Q: For the major version changes, now that we’re speeding up the timeframe for releases, typically in the past it’s been every 6 months for a major release and it’s been documented that you go back and support the last major release version. How is that going to change now that we’re speeding up the major versions?

A: Don’t know yet. In this case we’ve always aimed for 4 months, and normally end up at 5 and it slips to 6 or 7 on occasion. Sometimes we’ve actually been really on target with those. So what we’re trying to do now is 3.7 is acting as a bit of a reset, I can talk a little about 3.7.

3.7 is a platform-focused release, we’re doing it in 2 months. It’s focused on a few different things, Scott was talking earlier about some of our developer tools stuff. We’re trying to improve a lot of our own processes, so whether it’s trying to make it easier to contribute, trying to make it so tickets don’t rot for a long period of time, or people aren’t getting feedback or whatever it is – that’s important. And then a lot of our developer tools as well.

So this is really cool: you might have seen this new develop repository on WordPress.org which replaces the old core.svn repository. This is pretty interesting because it pulls in all of our tests, all of our tools, our bill process now, everything is in one place and finally we’re trying to modernize here. We’ve been around for 10 years, we can start to do it at this point. And then we’re rebuilding a lot of our developer documentation. So if you go to developer.wordpress.org right now, you’ll get a “Coming Soon” message, but we’re working right now on fully automated code reference that is very smart and deals with documenting every hook, every function, all from inline documentation to what else it can need from code. (This feature is now live, check it out)

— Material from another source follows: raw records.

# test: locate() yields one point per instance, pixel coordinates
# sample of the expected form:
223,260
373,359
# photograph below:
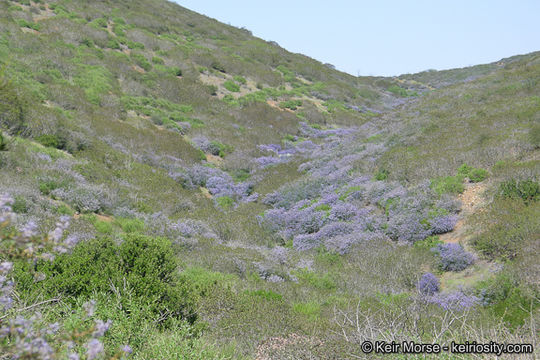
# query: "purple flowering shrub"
428,284
443,224
29,337
453,257
454,300
218,182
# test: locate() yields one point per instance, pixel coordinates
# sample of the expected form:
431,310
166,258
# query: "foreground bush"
141,265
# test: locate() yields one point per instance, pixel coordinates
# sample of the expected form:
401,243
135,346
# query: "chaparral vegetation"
174,188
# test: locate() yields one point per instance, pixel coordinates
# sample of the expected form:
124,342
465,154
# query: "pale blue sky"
388,37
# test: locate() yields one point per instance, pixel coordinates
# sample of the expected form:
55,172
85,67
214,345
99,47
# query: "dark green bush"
534,136
142,266
474,174
381,175
12,106
527,190
142,61
51,140
290,104
231,86
448,185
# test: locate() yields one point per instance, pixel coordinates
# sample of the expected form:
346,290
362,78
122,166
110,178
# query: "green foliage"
141,60
13,107
20,205
28,24
268,295
311,310
534,136
51,140
104,227
290,104
318,281
513,226
231,86
130,225
158,60
381,175
474,174
526,190
349,191
240,79
399,91
99,23
95,80
65,210
448,185
428,243
143,266
225,202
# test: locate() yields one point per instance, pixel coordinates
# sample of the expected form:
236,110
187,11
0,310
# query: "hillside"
215,196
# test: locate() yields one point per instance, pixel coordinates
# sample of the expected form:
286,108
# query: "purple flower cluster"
453,257
443,224
218,182
6,286
428,284
455,300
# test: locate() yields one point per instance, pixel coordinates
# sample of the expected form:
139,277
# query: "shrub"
534,136
12,106
443,224
225,202
143,266
474,174
428,284
527,190
231,86
453,257
381,175
290,104
240,79
141,61
130,225
158,60
51,140
448,185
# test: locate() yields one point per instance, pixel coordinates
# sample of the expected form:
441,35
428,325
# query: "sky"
387,37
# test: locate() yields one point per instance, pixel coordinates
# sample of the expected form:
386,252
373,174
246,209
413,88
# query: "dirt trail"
471,202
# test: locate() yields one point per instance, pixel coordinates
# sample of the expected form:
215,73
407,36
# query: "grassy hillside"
173,187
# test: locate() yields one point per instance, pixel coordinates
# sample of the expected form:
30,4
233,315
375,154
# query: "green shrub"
51,140
103,227
19,205
158,60
311,310
290,104
130,225
142,266
527,190
474,174
448,185
28,24
534,136
240,79
318,281
428,243
12,106
381,175
268,295
231,86
142,61
225,202
100,23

The actual focus of the release in part is security, stability, updates and fixing a lot of bugs. We’ve already closed around 300 tickets in the last 2-3 weeks and I expect that number to continue to drop successfully with each week. This won’t affect most of you, because you will be doing manual deployments anyway, but in 3.7, security minor release updates will happen automatically. They shouldn’t be nearly as painful as they are and we want to try and ship this to you – like 5 people just went “oh God, what are you doing?” – don’t worry, relax, you can turn it off and in most cases, this won’t affect you. If you have things like automatic updates turned off on your dashboard, then this obviously will not occur. Which you should, and if you don’t, and you’re trying to do deployment anyway, how one of your editors isn’t screwing it up by pushing a button, I’m really interested.

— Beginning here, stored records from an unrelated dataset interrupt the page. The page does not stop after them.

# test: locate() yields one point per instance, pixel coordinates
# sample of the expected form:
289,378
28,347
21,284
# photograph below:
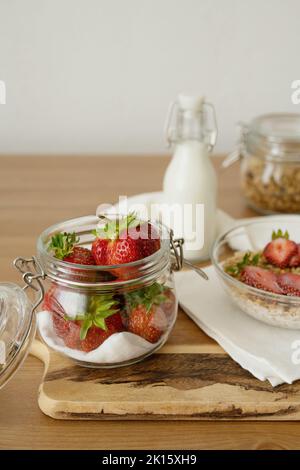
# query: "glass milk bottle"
190,183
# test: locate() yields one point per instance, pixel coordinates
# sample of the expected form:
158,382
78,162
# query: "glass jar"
99,316
269,149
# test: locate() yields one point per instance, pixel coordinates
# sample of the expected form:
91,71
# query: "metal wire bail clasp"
32,274
177,251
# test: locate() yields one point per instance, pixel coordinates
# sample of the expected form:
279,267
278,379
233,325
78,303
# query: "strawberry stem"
100,307
113,228
62,244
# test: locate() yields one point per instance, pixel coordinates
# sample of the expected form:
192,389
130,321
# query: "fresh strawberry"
147,238
280,251
123,251
99,251
51,303
80,255
96,336
290,283
113,245
101,321
63,245
87,331
147,324
147,317
295,260
261,279
61,325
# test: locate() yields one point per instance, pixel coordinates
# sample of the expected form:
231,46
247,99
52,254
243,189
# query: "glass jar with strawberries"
109,289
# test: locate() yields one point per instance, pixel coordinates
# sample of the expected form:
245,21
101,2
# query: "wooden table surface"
36,192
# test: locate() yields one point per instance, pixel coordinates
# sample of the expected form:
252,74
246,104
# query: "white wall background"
96,76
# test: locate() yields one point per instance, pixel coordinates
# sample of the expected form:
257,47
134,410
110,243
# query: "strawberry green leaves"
280,234
147,296
100,307
113,229
62,244
248,260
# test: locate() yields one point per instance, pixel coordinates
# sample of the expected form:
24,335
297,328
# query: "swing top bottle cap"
190,102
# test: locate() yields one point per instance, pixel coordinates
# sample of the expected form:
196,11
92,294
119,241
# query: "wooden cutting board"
179,382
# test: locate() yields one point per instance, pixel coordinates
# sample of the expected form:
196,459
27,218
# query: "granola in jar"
270,163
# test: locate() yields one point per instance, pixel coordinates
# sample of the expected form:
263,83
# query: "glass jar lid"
16,329
274,136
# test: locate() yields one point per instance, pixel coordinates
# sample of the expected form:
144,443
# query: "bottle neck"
190,126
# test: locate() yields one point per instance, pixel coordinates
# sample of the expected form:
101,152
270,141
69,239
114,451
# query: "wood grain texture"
36,192
177,383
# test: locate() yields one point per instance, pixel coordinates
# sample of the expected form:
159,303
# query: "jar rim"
274,137
57,270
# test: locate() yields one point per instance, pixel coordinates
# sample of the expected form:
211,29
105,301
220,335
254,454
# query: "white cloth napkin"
267,352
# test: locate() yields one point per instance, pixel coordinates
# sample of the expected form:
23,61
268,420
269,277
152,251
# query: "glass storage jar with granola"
269,150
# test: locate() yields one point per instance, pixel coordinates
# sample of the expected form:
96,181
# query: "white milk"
190,184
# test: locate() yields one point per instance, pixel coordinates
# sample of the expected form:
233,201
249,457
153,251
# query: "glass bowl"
273,309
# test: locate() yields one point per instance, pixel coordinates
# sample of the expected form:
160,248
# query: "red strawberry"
261,279
113,244
295,260
80,255
290,283
147,238
72,336
280,251
51,303
99,251
60,325
123,251
63,245
150,325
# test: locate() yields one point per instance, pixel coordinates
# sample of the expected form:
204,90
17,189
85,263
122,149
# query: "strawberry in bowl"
259,267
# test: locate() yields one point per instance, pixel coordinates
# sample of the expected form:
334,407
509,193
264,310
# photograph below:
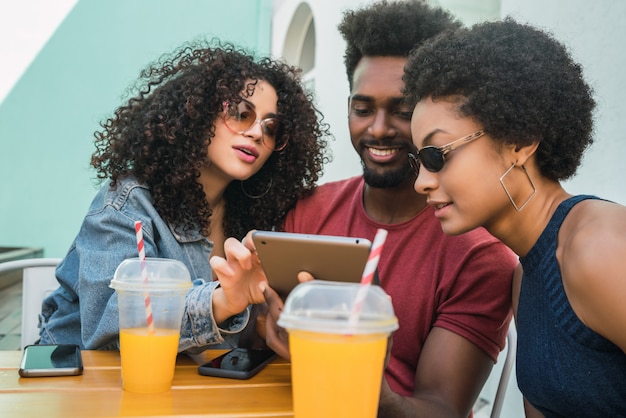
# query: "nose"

Any further questions on 3.7? We don’t know how yet we’ll work on that, but that said, because we’re going to start doing automatic updates for security releases, we’ll probably support security backup a few more versions as well. If only because we can be much more confidant shipping those and because our security vulnerabilities we’re dealing with now are really esoteric.

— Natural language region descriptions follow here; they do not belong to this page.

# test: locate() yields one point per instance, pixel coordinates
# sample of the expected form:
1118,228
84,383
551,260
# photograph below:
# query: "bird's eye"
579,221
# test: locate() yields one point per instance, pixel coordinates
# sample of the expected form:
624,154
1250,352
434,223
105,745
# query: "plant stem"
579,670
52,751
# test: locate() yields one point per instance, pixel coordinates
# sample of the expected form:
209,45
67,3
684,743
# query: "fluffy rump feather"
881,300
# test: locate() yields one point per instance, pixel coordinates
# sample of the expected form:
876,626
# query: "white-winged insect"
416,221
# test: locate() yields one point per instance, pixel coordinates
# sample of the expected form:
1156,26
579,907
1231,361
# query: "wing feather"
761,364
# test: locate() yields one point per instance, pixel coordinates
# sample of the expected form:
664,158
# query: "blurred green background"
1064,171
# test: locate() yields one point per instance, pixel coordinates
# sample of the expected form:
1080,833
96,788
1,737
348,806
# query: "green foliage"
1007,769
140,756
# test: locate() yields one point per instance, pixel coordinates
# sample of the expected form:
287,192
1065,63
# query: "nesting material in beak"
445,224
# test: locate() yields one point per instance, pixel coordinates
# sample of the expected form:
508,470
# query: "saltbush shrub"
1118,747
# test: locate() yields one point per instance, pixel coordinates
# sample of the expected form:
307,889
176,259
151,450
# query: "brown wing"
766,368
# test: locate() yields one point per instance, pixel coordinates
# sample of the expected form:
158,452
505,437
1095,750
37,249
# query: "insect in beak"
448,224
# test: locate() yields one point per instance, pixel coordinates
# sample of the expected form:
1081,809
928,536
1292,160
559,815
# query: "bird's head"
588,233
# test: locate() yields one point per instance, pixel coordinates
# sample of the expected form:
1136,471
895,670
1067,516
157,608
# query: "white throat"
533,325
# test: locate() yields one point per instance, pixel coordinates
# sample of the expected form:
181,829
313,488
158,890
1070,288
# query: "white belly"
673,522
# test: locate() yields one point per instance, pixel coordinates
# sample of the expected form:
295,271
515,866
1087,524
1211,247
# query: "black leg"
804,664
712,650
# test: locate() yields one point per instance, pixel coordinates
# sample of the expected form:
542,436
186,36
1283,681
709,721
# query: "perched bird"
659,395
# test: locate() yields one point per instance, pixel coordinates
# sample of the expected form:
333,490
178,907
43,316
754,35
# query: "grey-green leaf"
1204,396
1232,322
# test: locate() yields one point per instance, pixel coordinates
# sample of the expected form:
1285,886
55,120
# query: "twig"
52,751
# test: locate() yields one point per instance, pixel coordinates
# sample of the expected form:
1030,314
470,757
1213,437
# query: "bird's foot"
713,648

We’re talking about like safe HTTP requests and XML injection and things along those lines, we’re not really dealing with the run of the mill like XSS that we might have been dealing with 5-6 years ago. So, supporting further back, yes, that said, I don’t think we’ll always be doing too much with these cycles, I would like to settle between 3 and 4, but we really don’t know yet. 2,3,4, not sure. 3 releases a year would be great, 4 maybe, I don’t know.